Morgan County will receive more than $500,000 from a state grant to resurface 10 miles of road in the county.
Through the Local Maintenance Improvement Grant (LMIG) for the Fiscal Year 2018, Morgan County is set to receive $518,566 to be used toward road improvement projects.
“We have chosen to resurface Newborn Road, from the I-20 overpass to the Newton County line, and Apalachee Road, from Highway 441 to Highway 83,” said Adam Mestres, county manager. “It’s a total of 10.75 miles that will be done.”
According to Mestres, the total estimated cost of the project is $987,360.
“Under LMIG, the county has a required 30 percent match for the funds,” explained Mestres. “I am confident that the rest of the money for the project will come from SPLOST (Special Purpose Local Option Sales Tax).
Mestres is hoping that Morgan County will become a Transportation Investment Act (TIA) county in the future by adopting TSPLOST (Transportation Special Purpose Local Option Sales Tax).
“If we were a TIA County and had TSPLOST, we would only be required to have put up a 10 percent match as opposed to the 30 percent we are required to match now,” explained Mestres.
TSPLOST is a one penny sales and use tax that counties can put up for a referendum, which the county is considering doing in 2018. The monies collected from TSPLOST must be used for transportation projects or infrastructure projects related to transportation.

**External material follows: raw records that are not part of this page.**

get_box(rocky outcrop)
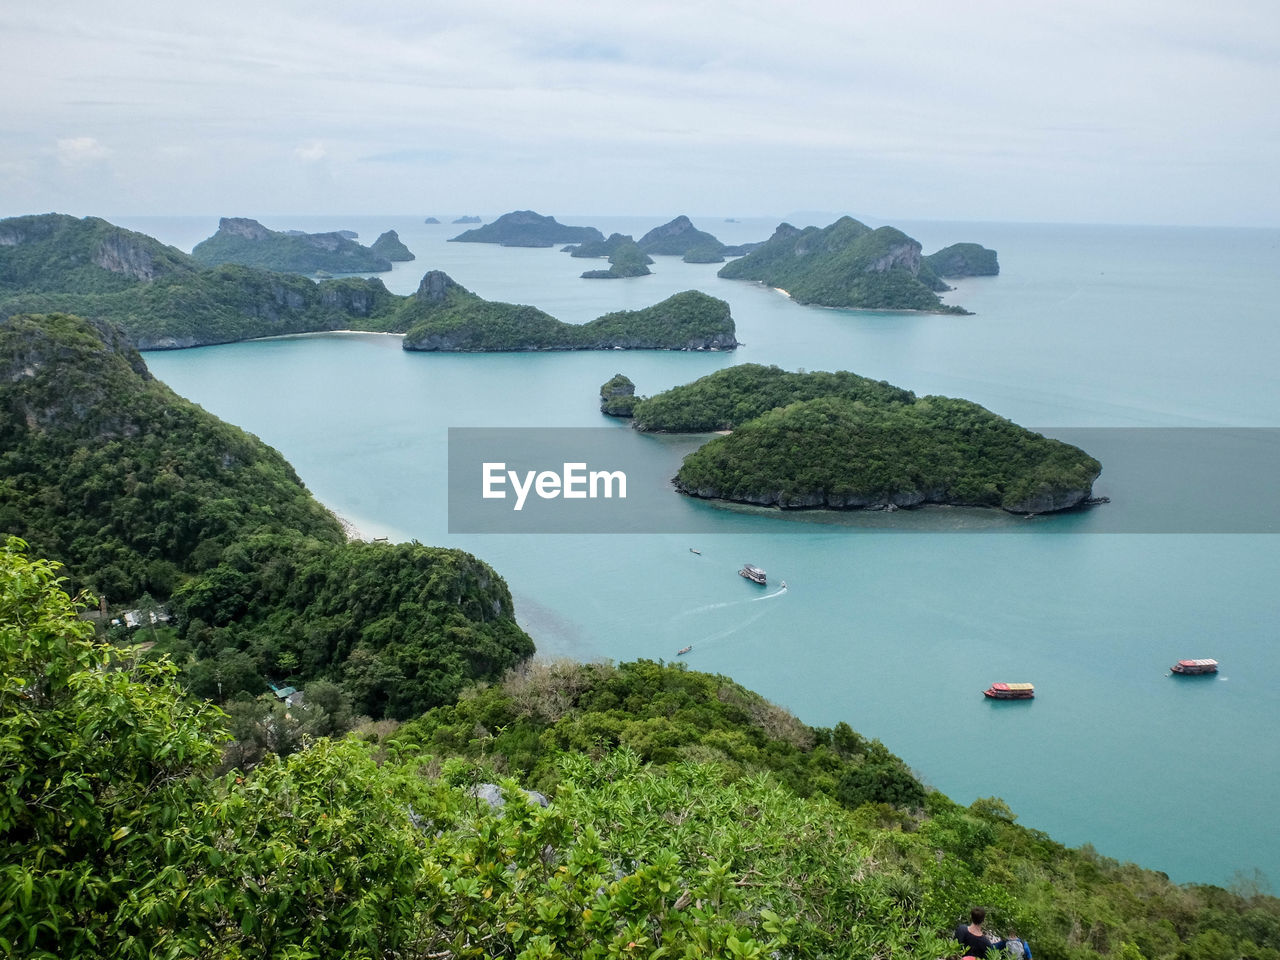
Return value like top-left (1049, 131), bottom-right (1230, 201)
top-left (414, 269), bottom-right (461, 305)
top-left (600, 374), bottom-right (637, 417)
top-left (1003, 486), bottom-right (1092, 514)
top-left (319, 277), bottom-right (392, 316)
top-left (218, 217), bottom-right (273, 241)
top-left (672, 480), bottom-right (1091, 513)
top-left (91, 229), bottom-right (169, 281)
top-left (370, 229), bottom-right (415, 262)
top-left (868, 238), bottom-right (922, 274)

“It would just free up more SPLOST money to do other critical improvements to the county that are non-transportation related,” said Mestres. “We recognize our critical transportation infrastructure as a priority in Morgan County. Our public works team continually evaluates all roadways and offers recommendations with regard to the ordering of road resurfacing.”

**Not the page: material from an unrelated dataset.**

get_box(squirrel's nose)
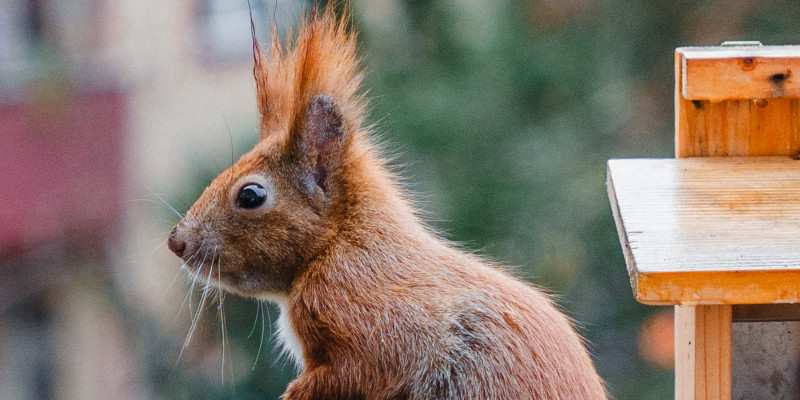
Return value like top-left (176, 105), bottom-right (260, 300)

The resurfacing projects for Newborn Road and Apalachee Road should begin next Spring.
“It will kick-off as soon as paving season restarts in the middle of March,” said Mestres. “We hope to be done by no later than August 2018.”
The county will also receive another grant to help fund the cost of equipment purchases through the Department of Transportation (DOT). This year, the county has asked for $172, 640 through this grant program. The county would have to match those funds dollar for dollar under the current cost-sharing requirement for the grant. The county is also asking $3,792 for small equipment purchases. The county has a 10 percent matching requirement for this portion of the grant.

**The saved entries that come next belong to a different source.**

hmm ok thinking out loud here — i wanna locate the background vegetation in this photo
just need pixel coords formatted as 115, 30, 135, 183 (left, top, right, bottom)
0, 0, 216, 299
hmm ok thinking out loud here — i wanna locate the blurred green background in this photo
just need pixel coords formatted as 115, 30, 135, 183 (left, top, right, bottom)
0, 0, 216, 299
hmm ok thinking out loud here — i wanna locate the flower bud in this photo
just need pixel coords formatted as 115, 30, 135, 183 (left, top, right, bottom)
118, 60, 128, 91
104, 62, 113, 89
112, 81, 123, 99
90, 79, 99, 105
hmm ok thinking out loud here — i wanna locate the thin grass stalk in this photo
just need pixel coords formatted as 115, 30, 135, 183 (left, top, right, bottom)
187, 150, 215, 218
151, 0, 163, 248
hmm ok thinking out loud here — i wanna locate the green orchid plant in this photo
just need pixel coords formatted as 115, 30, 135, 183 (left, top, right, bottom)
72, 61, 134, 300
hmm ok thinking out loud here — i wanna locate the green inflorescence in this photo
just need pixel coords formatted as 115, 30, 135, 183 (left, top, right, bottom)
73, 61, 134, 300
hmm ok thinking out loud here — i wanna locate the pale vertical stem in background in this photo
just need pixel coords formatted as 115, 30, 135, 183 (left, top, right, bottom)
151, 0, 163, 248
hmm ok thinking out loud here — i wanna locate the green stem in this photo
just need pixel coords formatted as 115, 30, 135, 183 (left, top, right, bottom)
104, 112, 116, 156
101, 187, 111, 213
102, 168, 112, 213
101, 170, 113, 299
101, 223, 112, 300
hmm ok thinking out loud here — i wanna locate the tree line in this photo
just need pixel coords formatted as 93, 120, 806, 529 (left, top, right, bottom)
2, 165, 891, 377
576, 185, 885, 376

“Property tax dollars handle a big portion of the budget, but we are always looking for grant money to help offset the cost of property taxes,” explained Mestres.
The county is also applying for another grant, the GEMA Preparedness Grant through Georgia’s Hazard Mitigation Grant Program, to help fund the cost of four solar-powered signs in case of emergencies.
“This grant is particularly for procuring public warning and notification signage,” said Mestres. “We are going to purchase four portable message boards that can be placed in strategic locations to warn citizens of weather warnings or other potential hazardous events.”
The signs are three feet high and six feet wide. The cost of four of those signs amounts to $56,000. If the county receives the grant, the county would have to pay for 15 percent of the cost, which amounts to $8400.
“We will be able to send whatever message we want with LED lighting and we can change the message as necessary,” said Mestres. “This helps tie in with our other pre-disaster mitigation efforts like the tornado warning sirens, the code red, and the tornado shelters…We believe that it is important to be a proactive community so that when natural disasters occur, we can give as much advanced warnings to our citizens as possible,” said Mestres.